Limit what users can install

This is a theoretical scenario that has come up as part of another question:

  • I have x Ubuntu desktops with x users.
  • Users don't have sudo privs
  • I can let them install things through the software center by editing the Policy Kit rules
  • But that would let them install anything (inc games) which is not desirable.

I'm wondering if there's a hack that would be able to limit what sorts of things a user can install.

Packages have a "section" (eg games) so I was wondering if it would be possible to force apt to ignore a whole section of packages. Or perhaps a way of setting up an Apt proxy that does this filtering. Changes can be global (eg even somebody with sudo privs won't be able to install games).

Any ideas welcome.


Before you leave a comment telling me people could just bring their own debs with them, or download tars from the Internet and run them that way, please remember this a theoretical situation.
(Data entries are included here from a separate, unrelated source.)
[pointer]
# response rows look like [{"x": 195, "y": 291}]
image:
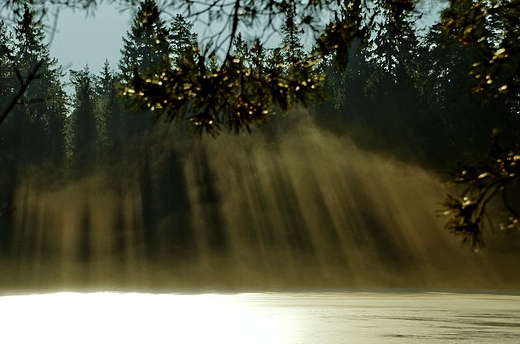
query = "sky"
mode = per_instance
[{"x": 82, "y": 39}]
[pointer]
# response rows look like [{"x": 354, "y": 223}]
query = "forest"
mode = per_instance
[{"x": 408, "y": 99}]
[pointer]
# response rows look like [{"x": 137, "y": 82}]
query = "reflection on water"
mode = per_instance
[{"x": 286, "y": 318}]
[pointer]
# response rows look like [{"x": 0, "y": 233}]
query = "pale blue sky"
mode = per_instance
[{"x": 82, "y": 38}]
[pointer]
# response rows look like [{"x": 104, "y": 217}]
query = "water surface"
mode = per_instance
[{"x": 273, "y": 317}]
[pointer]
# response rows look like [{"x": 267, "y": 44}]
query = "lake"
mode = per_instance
[{"x": 384, "y": 316}]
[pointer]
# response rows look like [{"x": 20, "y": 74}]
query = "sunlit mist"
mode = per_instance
[{"x": 295, "y": 206}]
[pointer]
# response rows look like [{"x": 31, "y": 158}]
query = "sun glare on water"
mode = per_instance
[{"x": 137, "y": 318}]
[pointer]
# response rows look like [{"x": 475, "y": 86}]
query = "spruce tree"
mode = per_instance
[
  {"x": 145, "y": 46},
  {"x": 145, "y": 49},
  {"x": 182, "y": 41},
  {"x": 83, "y": 131}
]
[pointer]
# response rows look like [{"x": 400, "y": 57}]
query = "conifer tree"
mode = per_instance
[
  {"x": 145, "y": 46},
  {"x": 145, "y": 49},
  {"x": 35, "y": 126},
  {"x": 83, "y": 133},
  {"x": 182, "y": 41},
  {"x": 109, "y": 112}
]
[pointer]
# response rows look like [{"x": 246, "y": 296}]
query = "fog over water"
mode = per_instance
[{"x": 293, "y": 207}]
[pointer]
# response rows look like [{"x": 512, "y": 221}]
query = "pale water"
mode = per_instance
[{"x": 273, "y": 317}]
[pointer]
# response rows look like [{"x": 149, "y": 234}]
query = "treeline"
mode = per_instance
[
  {"x": 408, "y": 97},
  {"x": 413, "y": 98}
]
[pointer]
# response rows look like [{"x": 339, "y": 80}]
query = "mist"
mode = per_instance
[{"x": 292, "y": 206}]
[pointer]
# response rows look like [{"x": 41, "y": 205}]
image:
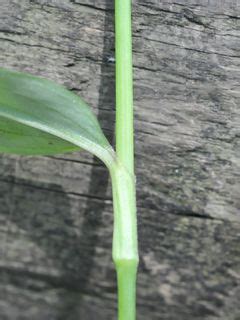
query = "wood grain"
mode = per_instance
[{"x": 56, "y": 212}]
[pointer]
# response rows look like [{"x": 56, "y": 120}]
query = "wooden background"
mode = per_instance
[{"x": 56, "y": 212}]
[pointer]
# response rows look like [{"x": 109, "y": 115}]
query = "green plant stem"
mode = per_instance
[
  {"x": 125, "y": 249},
  {"x": 124, "y": 86},
  {"x": 125, "y": 252}
]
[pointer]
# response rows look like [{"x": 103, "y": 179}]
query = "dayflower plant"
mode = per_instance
[{"x": 40, "y": 117}]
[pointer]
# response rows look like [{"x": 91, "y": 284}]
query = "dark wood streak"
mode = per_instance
[{"x": 56, "y": 212}]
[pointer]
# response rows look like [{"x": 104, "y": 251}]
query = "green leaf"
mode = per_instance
[{"x": 38, "y": 116}]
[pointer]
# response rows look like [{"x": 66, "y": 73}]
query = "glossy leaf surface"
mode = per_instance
[{"x": 38, "y": 116}]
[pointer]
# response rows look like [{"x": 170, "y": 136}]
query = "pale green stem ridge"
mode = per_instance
[{"x": 124, "y": 84}]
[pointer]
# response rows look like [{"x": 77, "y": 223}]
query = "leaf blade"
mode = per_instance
[{"x": 44, "y": 105}]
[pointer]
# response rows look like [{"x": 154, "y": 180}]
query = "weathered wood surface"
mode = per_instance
[{"x": 56, "y": 212}]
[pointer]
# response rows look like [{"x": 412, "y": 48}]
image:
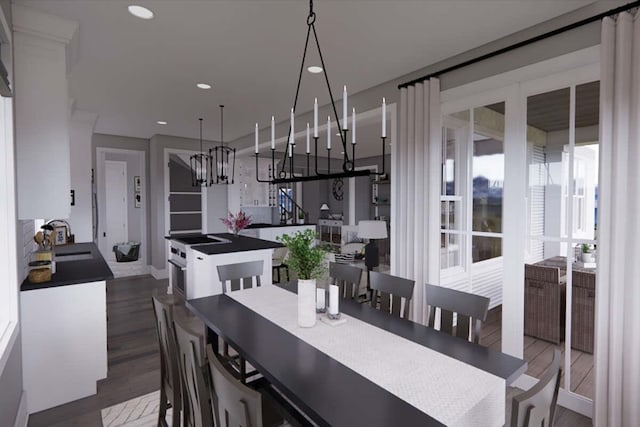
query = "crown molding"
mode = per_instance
[{"x": 36, "y": 23}]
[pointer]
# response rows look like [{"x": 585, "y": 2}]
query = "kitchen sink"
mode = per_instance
[{"x": 74, "y": 256}]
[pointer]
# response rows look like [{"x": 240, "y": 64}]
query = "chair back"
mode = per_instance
[
  {"x": 235, "y": 404},
  {"x": 537, "y": 406},
  {"x": 347, "y": 278},
  {"x": 471, "y": 311},
  {"x": 240, "y": 276},
  {"x": 197, "y": 407},
  {"x": 169, "y": 371},
  {"x": 391, "y": 294}
]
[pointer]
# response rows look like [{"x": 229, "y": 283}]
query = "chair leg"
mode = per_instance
[{"x": 162, "y": 410}]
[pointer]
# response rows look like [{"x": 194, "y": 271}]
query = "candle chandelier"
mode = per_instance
[
  {"x": 287, "y": 171},
  {"x": 221, "y": 159}
]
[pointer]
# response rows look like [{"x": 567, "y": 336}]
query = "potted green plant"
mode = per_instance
[
  {"x": 308, "y": 261},
  {"x": 587, "y": 253}
]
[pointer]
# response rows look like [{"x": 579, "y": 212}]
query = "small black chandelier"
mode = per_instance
[
  {"x": 200, "y": 166},
  {"x": 287, "y": 172},
  {"x": 224, "y": 158}
]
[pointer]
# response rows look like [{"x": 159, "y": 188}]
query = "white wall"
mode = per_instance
[{"x": 80, "y": 220}]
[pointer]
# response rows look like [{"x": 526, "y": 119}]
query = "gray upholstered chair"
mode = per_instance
[
  {"x": 196, "y": 395},
  {"x": 240, "y": 276},
  {"x": 544, "y": 303},
  {"x": 537, "y": 406},
  {"x": 471, "y": 311},
  {"x": 391, "y": 294},
  {"x": 347, "y": 278},
  {"x": 170, "y": 387}
]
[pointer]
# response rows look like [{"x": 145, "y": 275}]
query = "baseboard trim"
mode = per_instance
[
  {"x": 159, "y": 274},
  {"x": 22, "y": 417}
]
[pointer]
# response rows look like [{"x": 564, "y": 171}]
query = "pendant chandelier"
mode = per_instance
[
  {"x": 200, "y": 166},
  {"x": 288, "y": 171},
  {"x": 224, "y": 158}
]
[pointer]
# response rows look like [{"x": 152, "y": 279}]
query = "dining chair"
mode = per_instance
[
  {"x": 537, "y": 406},
  {"x": 471, "y": 311},
  {"x": 240, "y": 275},
  {"x": 278, "y": 264},
  {"x": 170, "y": 387},
  {"x": 236, "y": 404},
  {"x": 391, "y": 294},
  {"x": 196, "y": 395},
  {"x": 347, "y": 278}
]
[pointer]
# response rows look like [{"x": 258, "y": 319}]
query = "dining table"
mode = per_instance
[{"x": 374, "y": 369}]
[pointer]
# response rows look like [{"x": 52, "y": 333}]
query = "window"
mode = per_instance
[{"x": 471, "y": 196}]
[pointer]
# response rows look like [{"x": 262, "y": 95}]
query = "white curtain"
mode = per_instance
[
  {"x": 416, "y": 214},
  {"x": 617, "y": 356}
]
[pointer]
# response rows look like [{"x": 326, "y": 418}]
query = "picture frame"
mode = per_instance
[{"x": 59, "y": 235}]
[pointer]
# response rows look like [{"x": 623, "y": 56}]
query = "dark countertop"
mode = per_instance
[
  {"x": 74, "y": 272},
  {"x": 276, "y": 225},
  {"x": 237, "y": 244}
]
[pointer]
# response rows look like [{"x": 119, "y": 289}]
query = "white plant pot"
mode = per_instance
[
  {"x": 588, "y": 257},
  {"x": 306, "y": 303}
]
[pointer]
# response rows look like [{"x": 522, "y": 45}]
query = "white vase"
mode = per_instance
[{"x": 306, "y": 303}]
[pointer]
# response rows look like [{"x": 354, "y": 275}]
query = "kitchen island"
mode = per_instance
[
  {"x": 64, "y": 329},
  {"x": 201, "y": 259}
]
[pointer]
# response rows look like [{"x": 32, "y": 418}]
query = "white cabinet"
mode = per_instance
[
  {"x": 252, "y": 192},
  {"x": 42, "y": 113}
]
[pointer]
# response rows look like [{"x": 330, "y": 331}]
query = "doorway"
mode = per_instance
[{"x": 116, "y": 225}]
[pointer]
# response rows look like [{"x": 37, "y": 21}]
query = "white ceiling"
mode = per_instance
[{"x": 133, "y": 72}]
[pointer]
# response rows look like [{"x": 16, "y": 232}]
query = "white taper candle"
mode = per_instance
[
  {"x": 273, "y": 133},
  {"x": 384, "y": 118},
  {"x": 353, "y": 126},
  {"x": 345, "y": 122},
  {"x": 256, "y": 138},
  {"x": 333, "y": 299},
  {"x": 315, "y": 118}
]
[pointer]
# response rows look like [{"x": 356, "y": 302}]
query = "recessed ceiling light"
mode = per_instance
[{"x": 140, "y": 12}]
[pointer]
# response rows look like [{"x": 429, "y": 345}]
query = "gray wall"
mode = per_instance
[
  {"x": 158, "y": 144},
  {"x": 128, "y": 143},
  {"x": 11, "y": 385},
  {"x": 11, "y": 375}
]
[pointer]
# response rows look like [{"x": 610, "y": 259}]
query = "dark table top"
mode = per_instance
[
  {"x": 236, "y": 244},
  {"x": 74, "y": 272},
  {"x": 327, "y": 391}
]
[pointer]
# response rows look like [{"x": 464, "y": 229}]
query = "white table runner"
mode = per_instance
[{"x": 452, "y": 392}]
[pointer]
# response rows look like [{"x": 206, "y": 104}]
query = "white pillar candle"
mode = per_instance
[
  {"x": 353, "y": 126},
  {"x": 345, "y": 122},
  {"x": 384, "y": 118},
  {"x": 273, "y": 133},
  {"x": 320, "y": 299},
  {"x": 293, "y": 129},
  {"x": 256, "y": 138},
  {"x": 315, "y": 118},
  {"x": 333, "y": 299}
]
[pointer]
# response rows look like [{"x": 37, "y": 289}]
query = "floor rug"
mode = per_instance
[{"x": 138, "y": 412}]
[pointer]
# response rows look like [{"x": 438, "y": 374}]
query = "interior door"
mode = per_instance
[{"x": 115, "y": 223}]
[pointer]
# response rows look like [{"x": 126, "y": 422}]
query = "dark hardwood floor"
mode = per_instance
[{"x": 134, "y": 363}]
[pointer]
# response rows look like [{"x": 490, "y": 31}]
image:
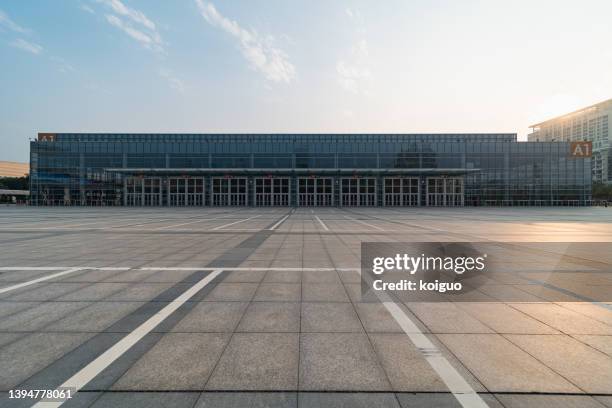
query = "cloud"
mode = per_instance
[
  {"x": 62, "y": 65},
  {"x": 260, "y": 52},
  {"x": 353, "y": 69},
  {"x": 26, "y": 46},
  {"x": 173, "y": 81},
  {"x": 135, "y": 24},
  {"x": 5, "y": 21},
  {"x": 133, "y": 14},
  {"x": 86, "y": 8}
]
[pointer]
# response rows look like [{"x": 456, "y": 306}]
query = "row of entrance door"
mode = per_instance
[{"x": 276, "y": 191}]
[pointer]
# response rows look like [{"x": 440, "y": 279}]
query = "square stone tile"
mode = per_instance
[
  {"x": 271, "y": 317},
  {"x": 244, "y": 277},
  {"x": 505, "y": 319},
  {"x": 563, "y": 319},
  {"x": 324, "y": 292},
  {"x": 503, "y": 367},
  {"x": 258, "y": 361},
  {"x": 376, "y": 318},
  {"x": 405, "y": 365},
  {"x": 330, "y": 317},
  {"x": 37, "y": 317},
  {"x": 147, "y": 400},
  {"x": 347, "y": 400},
  {"x": 441, "y": 317},
  {"x": 445, "y": 400},
  {"x": 43, "y": 291},
  {"x": 320, "y": 277},
  {"x": 350, "y": 276},
  {"x": 340, "y": 362},
  {"x": 278, "y": 292},
  {"x": 94, "y": 291},
  {"x": 30, "y": 354},
  {"x": 9, "y": 308},
  {"x": 232, "y": 292},
  {"x": 283, "y": 277},
  {"x": 179, "y": 361},
  {"x": 94, "y": 318},
  {"x": 601, "y": 343},
  {"x": 212, "y": 317},
  {"x": 247, "y": 399},
  {"x": 585, "y": 367},
  {"x": 548, "y": 401},
  {"x": 140, "y": 292}
]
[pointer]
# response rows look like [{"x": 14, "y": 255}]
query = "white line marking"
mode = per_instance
[
  {"x": 42, "y": 279},
  {"x": 138, "y": 224},
  {"x": 364, "y": 223},
  {"x": 275, "y": 226},
  {"x": 235, "y": 222},
  {"x": 463, "y": 392},
  {"x": 91, "y": 370},
  {"x": 185, "y": 223},
  {"x": 322, "y": 223}
]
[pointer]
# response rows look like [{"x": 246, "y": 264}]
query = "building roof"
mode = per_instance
[
  {"x": 576, "y": 112},
  {"x": 13, "y": 169}
]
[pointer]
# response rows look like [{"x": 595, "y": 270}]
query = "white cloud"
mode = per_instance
[
  {"x": 135, "y": 24},
  {"x": 5, "y": 21},
  {"x": 260, "y": 52},
  {"x": 62, "y": 65},
  {"x": 26, "y": 46},
  {"x": 136, "y": 16},
  {"x": 86, "y": 8},
  {"x": 352, "y": 77},
  {"x": 174, "y": 82},
  {"x": 353, "y": 69}
]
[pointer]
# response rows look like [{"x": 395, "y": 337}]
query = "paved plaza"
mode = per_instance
[{"x": 262, "y": 307}]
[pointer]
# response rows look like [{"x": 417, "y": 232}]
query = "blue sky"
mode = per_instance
[{"x": 296, "y": 66}]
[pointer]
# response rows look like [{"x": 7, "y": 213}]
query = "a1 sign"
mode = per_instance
[
  {"x": 46, "y": 137},
  {"x": 581, "y": 149}
]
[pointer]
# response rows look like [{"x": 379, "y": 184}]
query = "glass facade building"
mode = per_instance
[{"x": 304, "y": 170}]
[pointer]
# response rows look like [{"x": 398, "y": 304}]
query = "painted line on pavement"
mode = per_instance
[
  {"x": 275, "y": 226},
  {"x": 234, "y": 223},
  {"x": 322, "y": 223},
  {"x": 184, "y": 223},
  {"x": 363, "y": 222},
  {"x": 457, "y": 385},
  {"x": 42, "y": 279},
  {"x": 91, "y": 370}
]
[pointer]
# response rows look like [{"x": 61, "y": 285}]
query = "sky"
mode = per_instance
[{"x": 300, "y": 66}]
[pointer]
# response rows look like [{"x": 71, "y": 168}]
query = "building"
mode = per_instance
[
  {"x": 590, "y": 123},
  {"x": 304, "y": 170},
  {"x": 13, "y": 169}
]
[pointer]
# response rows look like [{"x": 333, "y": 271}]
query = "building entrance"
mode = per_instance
[
  {"x": 315, "y": 192},
  {"x": 272, "y": 191},
  {"x": 183, "y": 191},
  {"x": 143, "y": 191},
  {"x": 445, "y": 191},
  {"x": 358, "y": 191},
  {"x": 228, "y": 191},
  {"x": 401, "y": 191}
]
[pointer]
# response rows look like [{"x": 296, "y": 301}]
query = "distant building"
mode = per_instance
[
  {"x": 590, "y": 123},
  {"x": 306, "y": 170},
  {"x": 13, "y": 169}
]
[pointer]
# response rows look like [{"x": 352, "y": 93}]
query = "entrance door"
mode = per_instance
[
  {"x": 143, "y": 191},
  {"x": 229, "y": 191},
  {"x": 184, "y": 191},
  {"x": 445, "y": 191},
  {"x": 315, "y": 191},
  {"x": 358, "y": 191},
  {"x": 401, "y": 191},
  {"x": 272, "y": 191}
]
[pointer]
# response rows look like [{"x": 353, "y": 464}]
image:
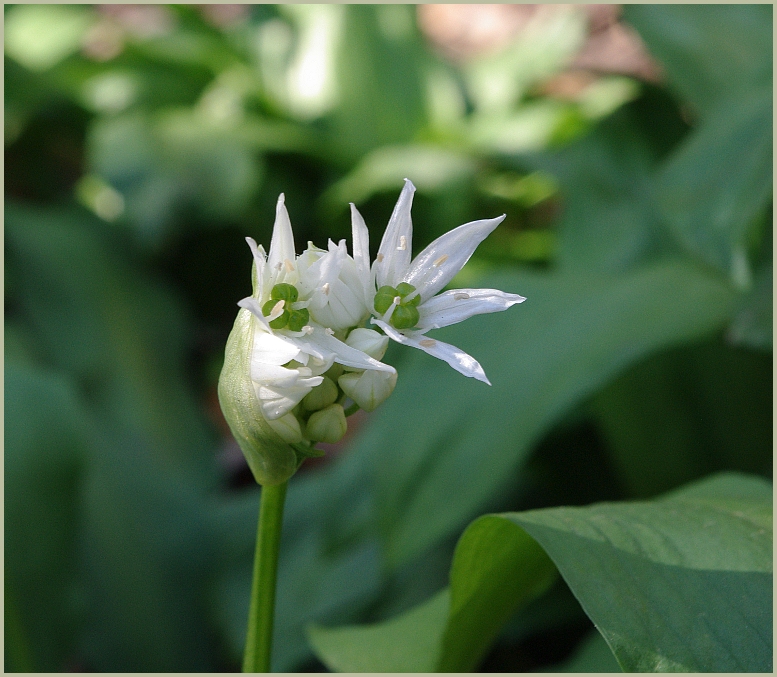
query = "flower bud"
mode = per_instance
[
  {"x": 271, "y": 459},
  {"x": 368, "y": 388},
  {"x": 327, "y": 425},
  {"x": 321, "y": 396},
  {"x": 288, "y": 429},
  {"x": 368, "y": 341}
]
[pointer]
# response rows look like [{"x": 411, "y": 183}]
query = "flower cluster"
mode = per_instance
[{"x": 303, "y": 343}]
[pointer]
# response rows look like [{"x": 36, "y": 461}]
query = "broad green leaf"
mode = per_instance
[
  {"x": 380, "y": 88},
  {"x": 119, "y": 333},
  {"x": 709, "y": 51},
  {"x": 609, "y": 222},
  {"x": 40, "y": 36},
  {"x": 752, "y": 325},
  {"x": 429, "y": 167},
  {"x": 407, "y": 643},
  {"x": 573, "y": 334},
  {"x": 48, "y": 436},
  {"x": 496, "y": 568},
  {"x": 714, "y": 405},
  {"x": 720, "y": 179},
  {"x": 682, "y": 583}
]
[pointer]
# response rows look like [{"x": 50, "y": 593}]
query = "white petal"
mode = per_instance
[
  {"x": 282, "y": 243},
  {"x": 260, "y": 260},
  {"x": 273, "y": 375},
  {"x": 277, "y": 402},
  {"x": 436, "y": 265},
  {"x": 273, "y": 349},
  {"x": 361, "y": 252},
  {"x": 395, "y": 248},
  {"x": 344, "y": 354},
  {"x": 458, "y": 359},
  {"x": 457, "y": 305}
]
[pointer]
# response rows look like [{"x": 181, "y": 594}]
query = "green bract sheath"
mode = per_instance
[{"x": 271, "y": 460}]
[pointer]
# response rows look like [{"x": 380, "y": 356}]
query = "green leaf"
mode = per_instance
[
  {"x": 379, "y": 82},
  {"x": 496, "y": 568},
  {"x": 573, "y": 334},
  {"x": 714, "y": 405},
  {"x": 710, "y": 52},
  {"x": 48, "y": 436},
  {"x": 683, "y": 583},
  {"x": 122, "y": 335},
  {"x": 719, "y": 180},
  {"x": 408, "y": 643},
  {"x": 609, "y": 222}
]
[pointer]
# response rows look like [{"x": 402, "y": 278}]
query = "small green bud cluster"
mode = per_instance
[
  {"x": 289, "y": 318},
  {"x": 323, "y": 416},
  {"x": 405, "y": 315}
]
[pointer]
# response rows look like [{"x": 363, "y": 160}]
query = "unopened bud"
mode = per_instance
[
  {"x": 287, "y": 427},
  {"x": 327, "y": 425},
  {"x": 321, "y": 396},
  {"x": 368, "y": 388}
]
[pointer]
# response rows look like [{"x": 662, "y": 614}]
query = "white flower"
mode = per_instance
[
  {"x": 402, "y": 293},
  {"x": 331, "y": 282},
  {"x": 287, "y": 360}
]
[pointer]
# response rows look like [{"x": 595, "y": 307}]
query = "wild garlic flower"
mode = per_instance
[
  {"x": 403, "y": 294},
  {"x": 285, "y": 351}
]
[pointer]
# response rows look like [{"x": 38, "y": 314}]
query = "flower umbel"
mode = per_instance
[
  {"x": 403, "y": 294},
  {"x": 287, "y": 349}
]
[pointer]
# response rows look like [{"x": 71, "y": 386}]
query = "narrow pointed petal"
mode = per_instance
[
  {"x": 396, "y": 246},
  {"x": 455, "y": 357},
  {"x": 255, "y": 308},
  {"x": 436, "y": 265},
  {"x": 361, "y": 252},
  {"x": 260, "y": 261},
  {"x": 457, "y": 305},
  {"x": 282, "y": 243},
  {"x": 344, "y": 354}
]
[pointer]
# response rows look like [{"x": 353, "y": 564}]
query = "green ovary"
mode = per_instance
[
  {"x": 405, "y": 315},
  {"x": 290, "y": 319}
]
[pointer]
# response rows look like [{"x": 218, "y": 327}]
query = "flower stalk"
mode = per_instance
[{"x": 262, "y": 610}]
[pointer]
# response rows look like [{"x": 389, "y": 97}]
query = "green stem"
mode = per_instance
[{"x": 260, "y": 615}]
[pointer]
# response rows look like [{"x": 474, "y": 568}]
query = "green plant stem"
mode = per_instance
[{"x": 262, "y": 610}]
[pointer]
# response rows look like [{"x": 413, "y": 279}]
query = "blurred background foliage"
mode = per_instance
[{"x": 632, "y": 153}]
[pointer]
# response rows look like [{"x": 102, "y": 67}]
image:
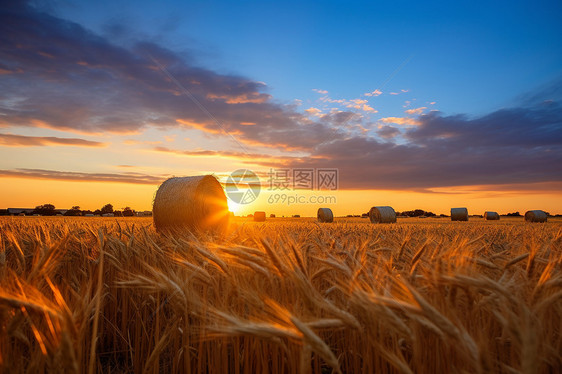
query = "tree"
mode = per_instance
[
  {"x": 107, "y": 208},
  {"x": 74, "y": 211},
  {"x": 128, "y": 212}
]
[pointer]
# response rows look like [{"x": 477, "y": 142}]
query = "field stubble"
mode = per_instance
[{"x": 420, "y": 296}]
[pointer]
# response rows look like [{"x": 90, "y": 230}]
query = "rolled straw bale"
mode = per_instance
[
  {"x": 382, "y": 214},
  {"x": 459, "y": 214},
  {"x": 259, "y": 216},
  {"x": 535, "y": 216},
  {"x": 491, "y": 216},
  {"x": 190, "y": 203},
  {"x": 325, "y": 215}
]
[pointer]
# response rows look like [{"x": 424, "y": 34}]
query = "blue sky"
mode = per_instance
[
  {"x": 399, "y": 96},
  {"x": 468, "y": 57}
]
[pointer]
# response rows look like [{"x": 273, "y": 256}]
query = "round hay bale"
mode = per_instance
[
  {"x": 325, "y": 215},
  {"x": 190, "y": 203},
  {"x": 535, "y": 216},
  {"x": 491, "y": 216},
  {"x": 459, "y": 214},
  {"x": 382, "y": 214},
  {"x": 259, "y": 216}
]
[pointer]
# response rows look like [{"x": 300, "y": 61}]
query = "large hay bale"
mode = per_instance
[
  {"x": 491, "y": 216},
  {"x": 325, "y": 215},
  {"x": 459, "y": 214},
  {"x": 382, "y": 214},
  {"x": 190, "y": 203},
  {"x": 259, "y": 216},
  {"x": 535, "y": 216}
]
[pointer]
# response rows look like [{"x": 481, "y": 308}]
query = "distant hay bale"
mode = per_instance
[
  {"x": 325, "y": 215},
  {"x": 190, "y": 203},
  {"x": 491, "y": 216},
  {"x": 259, "y": 216},
  {"x": 382, "y": 214},
  {"x": 459, "y": 214},
  {"x": 535, "y": 216}
]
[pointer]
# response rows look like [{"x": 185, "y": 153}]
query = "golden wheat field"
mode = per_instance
[{"x": 106, "y": 295}]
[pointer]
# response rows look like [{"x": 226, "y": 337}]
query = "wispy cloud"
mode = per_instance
[
  {"x": 417, "y": 111},
  {"x": 400, "y": 121},
  {"x": 127, "y": 92},
  {"x": 11, "y": 140},
  {"x": 134, "y": 178},
  {"x": 376, "y": 92}
]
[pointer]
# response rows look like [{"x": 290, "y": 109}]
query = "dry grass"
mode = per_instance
[{"x": 420, "y": 296}]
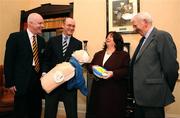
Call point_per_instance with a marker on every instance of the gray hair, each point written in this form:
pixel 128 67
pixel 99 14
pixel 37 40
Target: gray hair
pixel 143 16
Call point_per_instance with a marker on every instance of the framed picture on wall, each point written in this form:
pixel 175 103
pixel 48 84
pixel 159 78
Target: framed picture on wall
pixel 119 14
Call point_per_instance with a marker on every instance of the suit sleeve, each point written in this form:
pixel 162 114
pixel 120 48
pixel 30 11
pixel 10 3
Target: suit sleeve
pixel 168 58
pixel 9 60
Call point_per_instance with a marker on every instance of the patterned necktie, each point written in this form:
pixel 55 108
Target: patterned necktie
pixel 35 54
pixel 137 50
pixel 65 45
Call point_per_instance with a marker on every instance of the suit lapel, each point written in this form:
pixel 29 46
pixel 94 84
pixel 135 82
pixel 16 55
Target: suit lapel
pixel 27 41
pixel 148 41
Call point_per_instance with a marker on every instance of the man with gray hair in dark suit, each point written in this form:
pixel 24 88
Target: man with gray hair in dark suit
pixel 154 68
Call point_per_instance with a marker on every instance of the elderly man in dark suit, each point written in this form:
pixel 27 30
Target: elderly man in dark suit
pixel 59 49
pixel 154 68
pixel 22 64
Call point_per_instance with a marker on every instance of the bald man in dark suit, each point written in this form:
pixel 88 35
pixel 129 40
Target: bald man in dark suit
pixel 154 69
pixel 21 74
pixel 55 54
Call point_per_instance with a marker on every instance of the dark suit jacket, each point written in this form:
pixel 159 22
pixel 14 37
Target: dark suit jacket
pixel 54 52
pixel 155 70
pixel 18 60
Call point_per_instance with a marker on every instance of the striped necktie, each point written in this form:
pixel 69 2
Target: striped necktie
pixel 137 50
pixel 35 54
pixel 65 45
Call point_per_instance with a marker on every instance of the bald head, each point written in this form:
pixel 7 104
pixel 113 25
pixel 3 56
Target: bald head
pixel 142 22
pixel 143 16
pixel 35 23
pixel 68 26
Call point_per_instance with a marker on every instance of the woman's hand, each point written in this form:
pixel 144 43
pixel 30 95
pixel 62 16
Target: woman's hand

If it means you'll focus on the question, pretend that my users aren't allowed USB mounts, can't execute things in ~/ and don't have write permissions outside their home. It's locked down. And yes, all of that can be done.


I think you should consider the following:

  1. Create your own custom APT Repository using info from here for example but there are a few more out there.
  2. Sync only what you want users to see
  3. Change your users desktop source lists to this repository

At this point your users should only see what you want them to see. You might also have to do some fancy footwork with firewalls to disable access to default ubuntu sources so that your users don't add them as custom sources and start downloading stuff on their own.